Drifting with the topic…

About Capa's D-Day photos: what's going on here is that we're concatenating the two distinct functions of photography. The first is the one that Mike mostly writes about and that most of the readers here are interested in reading about–– photography as a craft and art form. The second is the primary function of photography in society, which is to preserve people's memories–– the reason the overwhelming majority of photographs get made. News photographs fall into the second category, it's just in this case they're preserving the collective memory rather than the individual memory. In those cases, the merit of the photograph doesn't lie in the technical craft but in the act of preservation. Many of the photographs we remember best from the last century are technically mediocre. That's fine. That wasn't their function. We remember them because the memories they evoke are significant to us.
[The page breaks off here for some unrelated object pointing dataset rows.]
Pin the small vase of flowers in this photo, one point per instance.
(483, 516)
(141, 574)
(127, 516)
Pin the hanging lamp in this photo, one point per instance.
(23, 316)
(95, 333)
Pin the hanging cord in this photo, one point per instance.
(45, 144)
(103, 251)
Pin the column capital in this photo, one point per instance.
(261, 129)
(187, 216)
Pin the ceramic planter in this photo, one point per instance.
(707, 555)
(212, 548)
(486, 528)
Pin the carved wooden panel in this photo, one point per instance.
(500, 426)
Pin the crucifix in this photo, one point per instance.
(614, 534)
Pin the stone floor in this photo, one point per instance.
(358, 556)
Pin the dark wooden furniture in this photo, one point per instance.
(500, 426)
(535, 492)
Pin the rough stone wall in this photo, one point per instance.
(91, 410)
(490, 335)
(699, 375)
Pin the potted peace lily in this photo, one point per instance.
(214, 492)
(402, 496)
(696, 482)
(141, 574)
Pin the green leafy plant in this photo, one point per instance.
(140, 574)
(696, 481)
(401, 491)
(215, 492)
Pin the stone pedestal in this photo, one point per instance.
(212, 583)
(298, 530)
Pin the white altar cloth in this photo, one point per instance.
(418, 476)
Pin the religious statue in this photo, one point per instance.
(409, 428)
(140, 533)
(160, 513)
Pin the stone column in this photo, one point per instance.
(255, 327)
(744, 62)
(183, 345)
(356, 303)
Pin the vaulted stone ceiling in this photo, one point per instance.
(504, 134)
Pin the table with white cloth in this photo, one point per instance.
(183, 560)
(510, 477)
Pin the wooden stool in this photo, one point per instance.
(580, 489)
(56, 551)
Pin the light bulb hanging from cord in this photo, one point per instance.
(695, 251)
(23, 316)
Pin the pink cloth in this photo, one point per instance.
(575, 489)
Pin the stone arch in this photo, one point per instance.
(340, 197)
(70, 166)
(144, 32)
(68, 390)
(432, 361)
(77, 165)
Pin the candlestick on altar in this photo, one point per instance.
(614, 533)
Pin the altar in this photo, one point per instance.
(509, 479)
And there are exceptions, of course; some of the great news photographs do rise to the level of high art, divorced from societal and historical context, and we honor those for that as well. But that's a lovely happenstance; it's not why they were made.

Drifting further… Capa's photographs were not mishandled in the darkroom. That turns out to be an intentional lie, promulgated by LIFE's London picture editor to preserve Capa's highly-orchestrated reputation as the Superman of war photographers. A.D. Coleman and J. Ross Baughman have written about this at some length. I'm familiar with it because Allan asked me to examine photographs of the surviving filmstrips and give him an expert opinion on the matter.

What I am absolutely, positively certain of is that the blank and overexposed frames are not the result of any kind of darkroom mishap. Not only was the promulgated lie not credible, on physical and chemical grounds, but if it had somehow (magically) been true, the strips of film would've looked very different from the way they looked. The factory-exposed edge and frame information, just one example, is sharp and clear down the lengths of the strips. If something had so badly damaged or destroyed the photographs Capa made, it would've also affected the edge imprinting..

Another telling bit of information is that the “surviving” frames are all at the beginning of the roll. (Capa's cameras could be used with reversed-wind, which is sensible in the field for a number of reasons, which results in the highest frame numbers being exposed first, and counting down from there.)

The correct answer is that Capa fucked up. I'm not competent to judge exactly how he did–– Coleman and Baughman do a good job of that. I can just attest that it was not a darkroom failure.

It's also a massive failure of ego. Working under those kind of conditions, any sane person would applaud Capa for coming back with ANYTHING. I think they're amazing photos, obtained under amazing conditions. But there was the whole legend-in-his-own-mind thing going, and admitting anything less than perfection was not on the table.

pax \ Ctein
[ Please excuse any word-salad. MacSpeech in training! ]
-- Ctein's Online Gallery http://ctein.com
-- Digital Restorations http://photo-repair.com

Thanks for writing this, Mike. I have been thinking a lot about craft this week. I realized that I study the craft of photography for reasons that have nothing to do with my pictures. My real secret is that I study the craft because it makes me feel better. When life is tough, when I have weighty things to be concerned about, when some dismal event strikes our world, it is soothing to pretend that what is really important is wether I really need shallower depth of field. And the puzzles are interesting! Getting a feel for how Tessar lenses handle center sharpness versus edge sharpness is fascinating.

But the craft isn't why I take the pictures. I take the pictures because I am drawn to my special subjects, because I like those sorts of things, and i have the necessary artistic training to make something new from them. I am drawn to take pictures, but I am not driven to seek perfection.

If DSLRs hadn't been so bulky and expensive when I returned to photography, I don't know that I would have spent so much time on learning the technology. All I really needed was a compact 35mm-e, an 85mm-e, and a decent kit zoom.